La juge n’a pas manqué de relever, en outre, qu’il y a «chez Pierre Maudet une absence de prise de conscience quant à son acte».
Financement «normal»
La consolation pour le conseiller d’État démissionnaire, candidat à sa succession, tient dans son acquittement pour le second volet des actes qui lui étaient reprochés, celui dit «du sondage». Ce questionnaire envoyé aux Genevois dans le but de nourrir la campagne électorale pour le Conseil d’État en 2018 a été financé par les deux hommes d’affaires Magid Khoury et Antoine Daher, qui ont servi d’intermédiaires dans l’organisation du week-end aux Émirats arabes unis.
La question s’était posée à de multiples reprises durant le procès: en quoi cette aide financière versée sur le compte de l’association de soutien à Pierre Maudet se différenciait-elle d’un soutien politique, comme il y en a tant? En acquittant tous les participants sur ce point, la présidente du Tribunal de police a tranché: il s’agissait d’un financement «normal» de campagne. Il n’y avait là rien de pénal, contrairement à ce que soutenait le Ministère public.
Lundi, le premier procureur Stéphane Grodecki n’a pas souhaité commenter la décision de la juge ni indiquer s’il ferait, lui aussi, appel de la décision.
Tous condamnés
Enfin, ce verdict n’épargne pas l’entourage de Pierre Maudet dans cette affaire. Pour Patrick Baud-Lavigne, fidèle chef de cabinet du conseiller d’État, la peine est même supérieure à celle du magistrat puisqu’elle atteint 360 jours-amende avec sursis. Dans son cas, le voyage à Abu Dhabi coûte cher. Au-delà de l’acceptation de l’avantage découlant de l’invitation au Grand Prix, l’homme s’est rendu coupable d’instigation à abus d’autorité lorsqu’il a demandé de délivrer une autorisation non conforme pour l’Escobar et de violation du secret de fonction lorsqu’il a requis et obtenu des informations sur des procédures en cours à la demande d’Antoine Daher. Pierre Maudet, lui, n’était pas concerné par ces volets, puisque aucun élément concret ne figurait au dossier concernant son éventuelle implication.
Quant à l’ancien chef du Service du commerce, il a été reconnu coupable d’abus d’autorité pour avoir validé le dossier incomplet de l’Escobar.
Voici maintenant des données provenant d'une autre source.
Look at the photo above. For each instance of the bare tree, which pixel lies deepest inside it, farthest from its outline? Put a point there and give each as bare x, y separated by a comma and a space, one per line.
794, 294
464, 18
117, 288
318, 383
Mais l’homme sort du tribunal exempté de peine tant chacun aura compris qu’il ne faisait que répondre à un ordre de la hiérarchie.
De manière générale, la présidente du tribunal a sanctionné ce que le procureur Stéphane Grodecki avait baptisé «les noces barbares». À savoir les relations liant Pierre Maudet et son bras droit aux deux entrepreneurs actifs dans l’immobilier. Le coeur du problème, c’est l’influence qu’auraient pu avoir les deux hommes d’affaires sur le magistrat et son bras droit, alors au sommet de l’État. Sabina Mascotto le résume ainsi: «Ils ont accepté, se sont accommodés du risque que le voyage leur soit offert dans le but de les influencer dans l’exercice de leur fonction.» Peu importe, finalement, que le voyage ait été payé par la couronne royale d’Abu Dhabi.
Le voyage est également ce qui a conduit à la condamnation, lundi soir, de Magid Khoury (240 jours-amende avec sursis) et Antoine Daher (180 joursamende). Sans le premier, «le voyage n’aurait pas eu lieu», puisqu’il a contacté son oncle, lequel est parvenu à obtenir une invitation VIP à Pierre Maudet. Le second a été «complice». Dans les deux cas, la présidente a retenu qu’ils agissaient «dans l’intérêt de leurs affaires, avec l’objectif d’exercer une influence». La juge a repris à son compte un terme que la défense cherchait à tout prix à bannir: «le copinage».